Monday, November 29, 2010

Blog #10

Yeah! Last one. This is due before your final exam (the week of the 13th). HAVE IT DONE BY THE TIME YOU SHOW UP FOR YOUR FINAL EXAM.

What did you learn in this class? Be specific! Telling me what a great teacher I am and how you have learned SOOOO much is NOT what I'm after (although the "great teacher" part is always appreciated). I want specifics--what will you do in your writing in the future that you didn't do before this class? What aspects of the class made you feel the best about your own writing and development as a writer?

Again, this is the LAST blog entry you are going to do for me. This is for all the marbles. I expect at LEAST 3 LONG paragraphs. Tell me everything (your wishes, your dreams, your development as a writer, your children's shoe sizes, etc. -- just kidding about the shoes, really).

It has been such a pleasure the work with you all this term.

Thank you for a great semester!

Thursday, November 18, 2010

Blog #8 & Blog #9

Take your time on these and I'll look at both of them after Thanksgiving break.

Blog #8

How is your research paper going? What trouble are you having? What is going well? Be as detailed as you can as this will help you to "think out" any issues in your paper.

Blog #9

This blog should be a free write. I would like you to write a really, really long (4-5 paragraph) blog about this.

In the syllabus, I listed a few goals for this course. They follow, here:

1. Comprehend, analyze, and articulate a well-reasoned response to a variety of texts,
from student writing to published writing to academic discourse;
2. Evidence an understanding of how topic, audience, purpose, voice, and levels of
formality interact and vary in different rhetorical situations, in academic
disciplines, and discourse communities;
3. Utilize various invention, drafting, and revising/editing strategies to meet the
purposes of different writing situations, materials available to the student, and
length of time available for the task;
4. Engage a topic in which the student explores writing as a means of self-discovery,
establishes a voice appropriate to the topic selected and rhetorical context, and
produces a text that is designed to persuade the reader of the student’s
5. Clarify major aims, arrange material to support aims, and provide sufficient
materials to satisfy expectations of readers;
6. Understand the process of research, both in the library and through electronic
media, and develop effective research strategies;
7. Select, evaluate, and interact effectively with sources, subordinating them to the
student’s purpose and creating confidence that the sources have been fairly
represented and acknowledged with academic integrity, particularly in
summarizing, paraphrasing, and quoting statements or reproducing audio-visual
8. Demonstrate a satisfactory control over the conventions of edited American
English and competently attend to the elements of presentation (including layout,
visual elements, format, printing, and consistent style of documentation)
appropriate to the academic discipline or discourse community;
9. Ethically employ appropriate computer-generated technology to the production of
a writing project;
10. Recognize the importance of writing as essential to inquiry, learning, thinking,
communicating, life-long learning, and as a career skill.

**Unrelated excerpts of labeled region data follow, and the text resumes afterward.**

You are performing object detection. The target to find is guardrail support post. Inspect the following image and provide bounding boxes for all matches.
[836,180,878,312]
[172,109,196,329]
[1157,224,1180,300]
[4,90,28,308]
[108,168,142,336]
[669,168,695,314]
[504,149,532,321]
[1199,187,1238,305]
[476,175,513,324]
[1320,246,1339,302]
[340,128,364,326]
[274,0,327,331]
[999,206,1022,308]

How did you meet or are you meeting these goals? In which papers? What revisions are you still working on? Why?

If you are having problems writing this, I suggest that you take a look at Michelle's example. Here's a link to her electronic portfolio.

Remember that her "guiding reflection" is focused on other course goals, but they are similar to ours. Follow through the whole portfolio to get a good idea of what I want you to do -- only you lucked out and you needn't compose an electronic portfolio.

This course was equivalent to English 101 at WCC. Keep that in mind. Also, the links contained in Michelle's guiding reflection, itself, are different than those in the bar at the top of the page. For example, the link to Essay 1 at the top of the page takes you to a final copy of that paper. In the guiding reflection, there is a copy of the paper that has "reflection" as an actual part of the document. There are additional links there, too. It's just a really good portfolio -- she was also an adult, returning student with a "unique" past.


Tuesday, November 9, 2010

Blog #7

Define "humor." Are you thinking of Jim Carrey movies, or something more subtle? Do you have to laugh out loud when something is funny? Was the article about the cocaine dealer that we read, "funny."

Also, define "style." Are you picturing Jane Seymour or Sean Connery, or are you thinking of the ways in which you incorporate "style" into your papers.

Remember, YOU have a voice -- how do you get it into your papers?

This blog is due on Saturday, November 13th at midnight.